Parties fight for leverage on farm bill

Senate Democrats and House Republicans are fighting for leverage on the $1 trillion dollar farm bill. [WATCH VIDEO]

Democrats are accusing GOP leaders of blocking a conference committee, and on Monday urged them to act “right away” to begin the process of reconciling their competing proposals.

“There is no reason to wait or delay the process any more,” Sen. Debbie Stabenow (D-Mich.), the chairwoman of the Senate Agriculture Committee, told reporters.

{mosads}GOP leaders have yet to send the Senate their farm bill, which is required before a conference can begin and will meet this week to plot strategy, aides told The Hill.

The leverage game is being played on the issue of food stamps. Democrats think they have an advantage if a conference committee convenes right away and pressure builds to complete a farm bill quickly.

House GOP leaders last week stripped their farm bill of food stamp funding in order to secure enough conservative votes for passage of a measure with only farm subsidies.

House Majority Leader Eric Cantor (R-Va.) said the House would work with “dispatch” to produce a food stamp bill but did not say whether Republicans would block a conference committee until one is passed.

Senate Democrats want the conference to begin before the House takes a position on how much food stamps should be cut, since they would be the only ones in conference with a formal negotiating position.
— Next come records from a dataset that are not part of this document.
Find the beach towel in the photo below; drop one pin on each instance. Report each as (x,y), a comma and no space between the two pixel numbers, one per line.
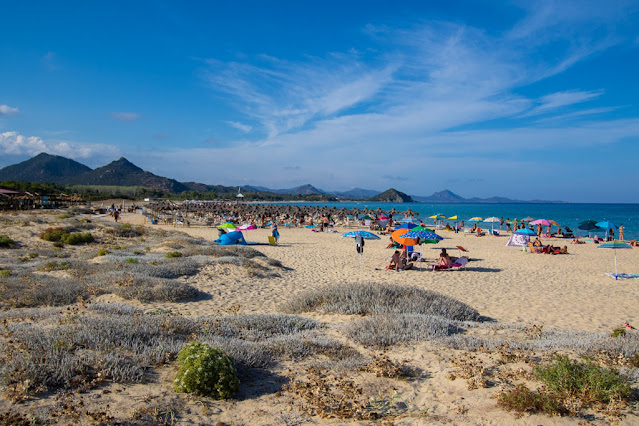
(623,275)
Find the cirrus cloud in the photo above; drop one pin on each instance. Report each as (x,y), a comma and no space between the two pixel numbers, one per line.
(13,143)
(7,110)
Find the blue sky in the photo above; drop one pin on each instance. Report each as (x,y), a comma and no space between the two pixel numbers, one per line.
(528,100)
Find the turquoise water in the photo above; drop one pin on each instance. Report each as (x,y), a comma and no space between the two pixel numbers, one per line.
(565,214)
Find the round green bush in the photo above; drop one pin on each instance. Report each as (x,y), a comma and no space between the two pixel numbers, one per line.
(206,371)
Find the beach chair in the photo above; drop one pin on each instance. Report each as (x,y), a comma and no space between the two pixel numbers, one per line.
(533,249)
(459,264)
(461,249)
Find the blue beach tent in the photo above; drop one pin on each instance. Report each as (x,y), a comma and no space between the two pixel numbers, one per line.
(231,238)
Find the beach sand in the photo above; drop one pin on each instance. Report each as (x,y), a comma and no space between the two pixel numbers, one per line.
(503,283)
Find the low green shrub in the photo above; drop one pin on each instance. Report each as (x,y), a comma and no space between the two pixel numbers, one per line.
(522,399)
(6,242)
(79,238)
(54,234)
(618,332)
(583,380)
(55,266)
(207,371)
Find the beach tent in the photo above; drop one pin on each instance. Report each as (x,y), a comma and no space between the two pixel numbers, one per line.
(615,245)
(231,238)
(518,239)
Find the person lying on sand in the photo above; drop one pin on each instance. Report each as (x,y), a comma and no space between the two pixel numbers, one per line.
(403,266)
(394,261)
(444,258)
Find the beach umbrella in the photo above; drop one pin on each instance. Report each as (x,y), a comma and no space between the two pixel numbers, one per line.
(607,226)
(437,216)
(398,237)
(246,227)
(525,231)
(363,235)
(228,225)
(492,221)
(588,225)
(615,245)
(423,237)
(406,225)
While the Senate farm bill cuts some $4 billion in cuts to food stamps, lawmakers in the House have previously passed a nonbinding budget resolution calling for $135 billion in cuts.

Stabenow on Monday said she was “stunned” to hear Cantor say the split farm bill was not being sent to the Senate and noted that the upper chamber has only 24 scheduled legislative days left to act before farm subsidies expire on Sept. 30.
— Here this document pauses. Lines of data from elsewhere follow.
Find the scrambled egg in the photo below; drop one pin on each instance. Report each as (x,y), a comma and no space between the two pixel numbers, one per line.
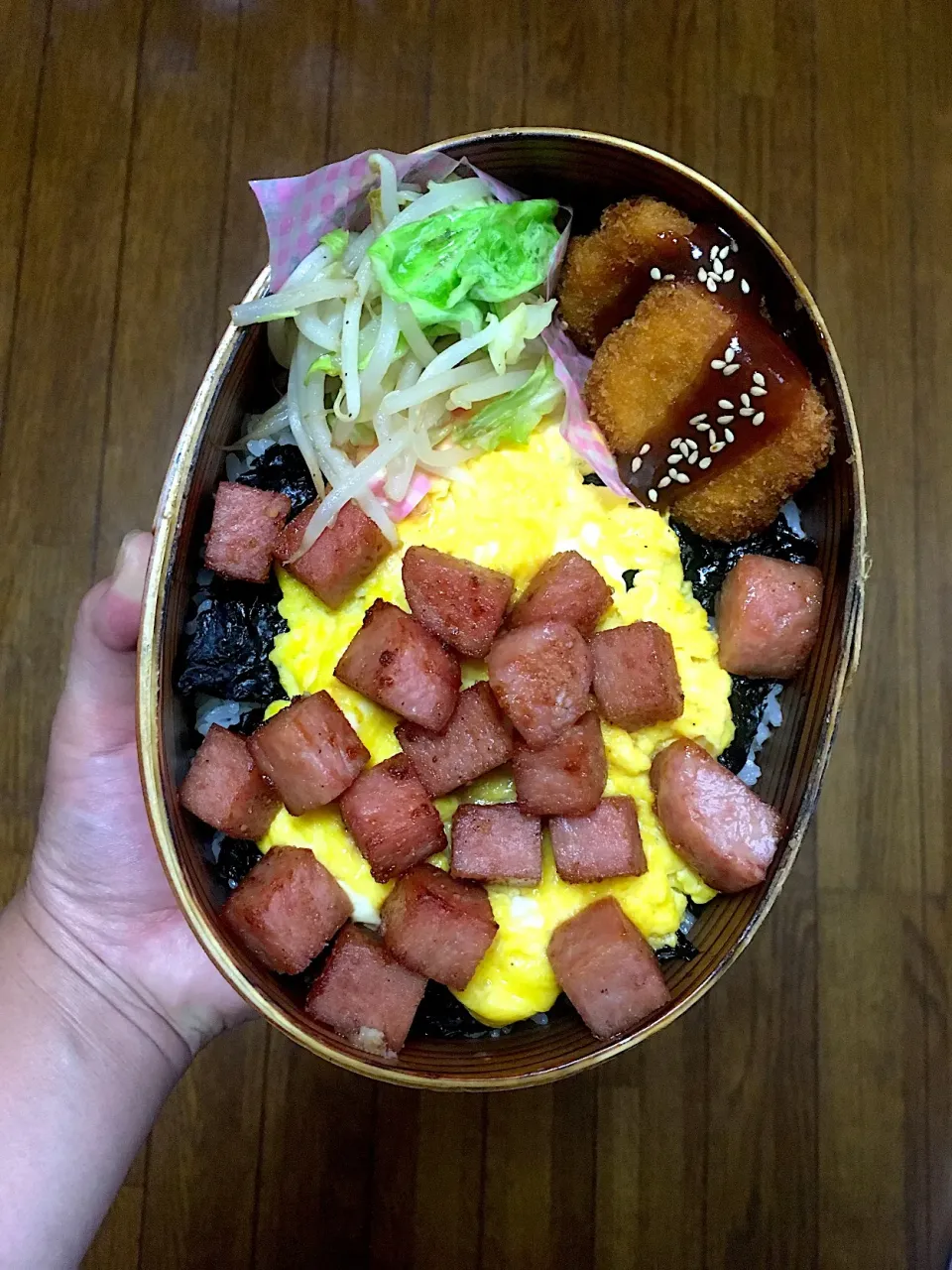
(511,509)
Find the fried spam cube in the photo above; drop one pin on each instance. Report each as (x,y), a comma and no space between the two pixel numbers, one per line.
(635,679)
(457,601)
(391,818)
(246,525)
(286,910)
(566,778)
(540,676)
(607,969)
(567,588)
(400,666)
(309,752)
(344,554)
(769,617)
(604,843)
(438,926)
(725,832)
(225,789)
(365,993)
(497,842)
(475,740)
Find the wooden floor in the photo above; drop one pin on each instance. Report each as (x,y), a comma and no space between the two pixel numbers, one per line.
(798,1116)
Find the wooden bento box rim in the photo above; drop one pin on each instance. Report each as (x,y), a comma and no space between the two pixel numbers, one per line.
(167,527)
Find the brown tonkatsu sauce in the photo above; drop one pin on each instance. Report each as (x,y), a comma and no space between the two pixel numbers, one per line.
(751,389)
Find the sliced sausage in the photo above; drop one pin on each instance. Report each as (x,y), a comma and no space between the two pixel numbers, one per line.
(769,617)
(567,588)
(540,676)
(566,778)
(286,910)
(365,993)
(497,842)
(604,843)
(391,818)
(245,529)
(345,553)
(400,666)
(309,752)
(438,926)
(725,832)
(635,676)
(225,789)
(460,602)
(475,740)
(607,969)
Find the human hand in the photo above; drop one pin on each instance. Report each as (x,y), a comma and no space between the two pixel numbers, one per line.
(96,892)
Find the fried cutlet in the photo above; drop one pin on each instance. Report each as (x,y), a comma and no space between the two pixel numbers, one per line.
(601,268)
(649,388)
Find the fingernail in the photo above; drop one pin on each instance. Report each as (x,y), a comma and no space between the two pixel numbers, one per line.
(131,563)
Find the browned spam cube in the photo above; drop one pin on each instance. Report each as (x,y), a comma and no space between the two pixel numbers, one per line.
(475,740)
(636,679)
(607,969)
(345,553)
(400,666)
(365,993)
(309,752)
(391,818)
(540,676)
(769,617)
(604,843)
(460,602)
(246,525)
(725,832)
(497,842)
(566,778)
(567,588)
(438,926)
(287,908)
(225,789)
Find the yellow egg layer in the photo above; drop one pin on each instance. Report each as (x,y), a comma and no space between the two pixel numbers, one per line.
(512,509)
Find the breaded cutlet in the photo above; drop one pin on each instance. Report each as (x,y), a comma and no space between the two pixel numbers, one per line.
(601,267)
(653,362)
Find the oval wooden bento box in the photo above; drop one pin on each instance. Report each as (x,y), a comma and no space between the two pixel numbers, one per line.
(588,172)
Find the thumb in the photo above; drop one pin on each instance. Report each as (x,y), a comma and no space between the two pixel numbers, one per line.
(98,707)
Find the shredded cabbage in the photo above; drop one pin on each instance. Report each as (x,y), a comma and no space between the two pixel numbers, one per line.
(451,263)
(513,417)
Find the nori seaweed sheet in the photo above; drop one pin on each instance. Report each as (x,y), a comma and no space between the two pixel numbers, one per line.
(284,470)
(227,653)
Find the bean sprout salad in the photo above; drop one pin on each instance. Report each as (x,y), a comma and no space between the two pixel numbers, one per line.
(414,343)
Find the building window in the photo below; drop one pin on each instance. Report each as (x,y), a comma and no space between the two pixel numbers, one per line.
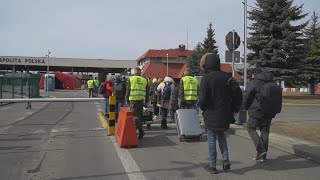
(182,59)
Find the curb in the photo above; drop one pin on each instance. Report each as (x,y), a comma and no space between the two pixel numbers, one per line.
(293,104)
(290,145)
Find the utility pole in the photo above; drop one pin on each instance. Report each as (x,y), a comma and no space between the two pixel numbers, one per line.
(167,64)
(188,37)
(233,52)
(48,58)
(245,42)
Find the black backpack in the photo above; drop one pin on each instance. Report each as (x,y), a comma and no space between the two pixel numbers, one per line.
(102,88)
(166,92)
(118,90)
(270,98)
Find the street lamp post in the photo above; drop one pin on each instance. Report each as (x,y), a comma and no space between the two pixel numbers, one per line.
(48,56)
(245,41)
(167,64)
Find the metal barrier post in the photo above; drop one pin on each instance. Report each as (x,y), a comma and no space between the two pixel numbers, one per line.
(112,115)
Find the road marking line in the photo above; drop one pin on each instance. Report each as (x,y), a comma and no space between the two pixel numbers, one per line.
(40,131)
(21,118)
(5,108)
(4,130)
(132,169)
(130,166)
(72,130)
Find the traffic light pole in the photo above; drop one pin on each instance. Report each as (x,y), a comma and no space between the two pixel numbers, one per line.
(245,42)
(233,48)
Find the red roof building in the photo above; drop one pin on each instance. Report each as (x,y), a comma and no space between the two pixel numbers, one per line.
(159,70)
(154,63)
(178,55)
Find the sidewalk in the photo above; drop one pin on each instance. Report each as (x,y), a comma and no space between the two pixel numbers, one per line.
(305,149)
(291,145)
“We fully expected to receive it in the Senate right away,” Stabenow said. “We can’t go to conference unless we have something from the House.”

The chairwoman said that she wants to take the split farm bill and merge it with the Senate-passed farm bill.

“It appears that leadership wants to pass a Republican only nutrition bill. … We are prepared with what has already been passed to go to conference,” Stabenow said.

Stabenow also ruled out passing a farm bill without a food stamps title, arguing that this would leave food stamps vulnerable to annual appropriation fights.

Lobbyists for the farm industry are deeply concerned about the emerging standoff and fear the process is stalling.

“We’re looking for what Speaker Boehner’s next move might be. Whether it’s sending the bill over to the Senate so that we can get a conference started or taking the nutrition title back to the House Ag Committee, the sooner the better,” American Farm Bureau lobbyist Mary Kay Thatcher said.

The National Corn Growers Association (NCGA), which helped ensure passage of the House farm bill with a last-minute endorsement, is putting pressure on Republican leaders to act.

“It was a very difficult decision for us to make that decision to go with that House bill that was split. It was done with the promise from House leadership that this would get us one step closer to getting the farm done,” NCGA President Pam Johnson said. “We want to know what the path forward is.”

She said representatives from the corn lobby would be visiting House members this week to demand answers.

“If that answer is, ‘I don’t no,’ that is not an answer that is acceptable to us,” Johnson said.

The corn growers have no position on whether a nutrition bill should pass the House before a conference committee, but Johnson said speed is key.

“We want to here them to name conferees soon,” she said.

Johnson said a simple extension of the 2008 bill would not work for her members because export promotion programs like the Market Access Program would expire in September.

So far, the House has not decided what its food stamp bill will look like. Most sources expect it will cut deeper than the $20.5 billion food stamps that were in the original farm bill, which failed on the House floor last month.

Stabenow warned House Republicans not to pass a bill that contains anything like the 2014 House budget resolution from Rep. Paul Ryan (R-Wis.).
“That is so extreme that we have bipartisan opposition in the Senate,” she warned. “Getting a farm bill done is going to require bipartisanship in the Senate and in the House.”

To prod the House into acting quickly, Stabenow said she would not support a simple extension of the 2008 farm commodity subsidies. Such an extension would not touch on all aspects of the farm bill and would not reduce the deficit, she said.

“I’m not going to support an extension that leaves out big, important pieces of farm policy and keeps subsidies that we all agree should be eliminated,” she said. “First of all, we could not pass that through the Senate, nor would the president sign that kind of bill.”

Stabenow said she is open to an unconventional process to reconcile the farm bill, such as a negotiation just between the chairmen and ranking members of the agriculture committees if no conference can be convened.

“Given the strange process we have had in the House, I will support any fair and open process that gets us a bipartisan, comprehensive farm bill,” she said. 

— This story was first posted at 2:49 p.m. and has been updated.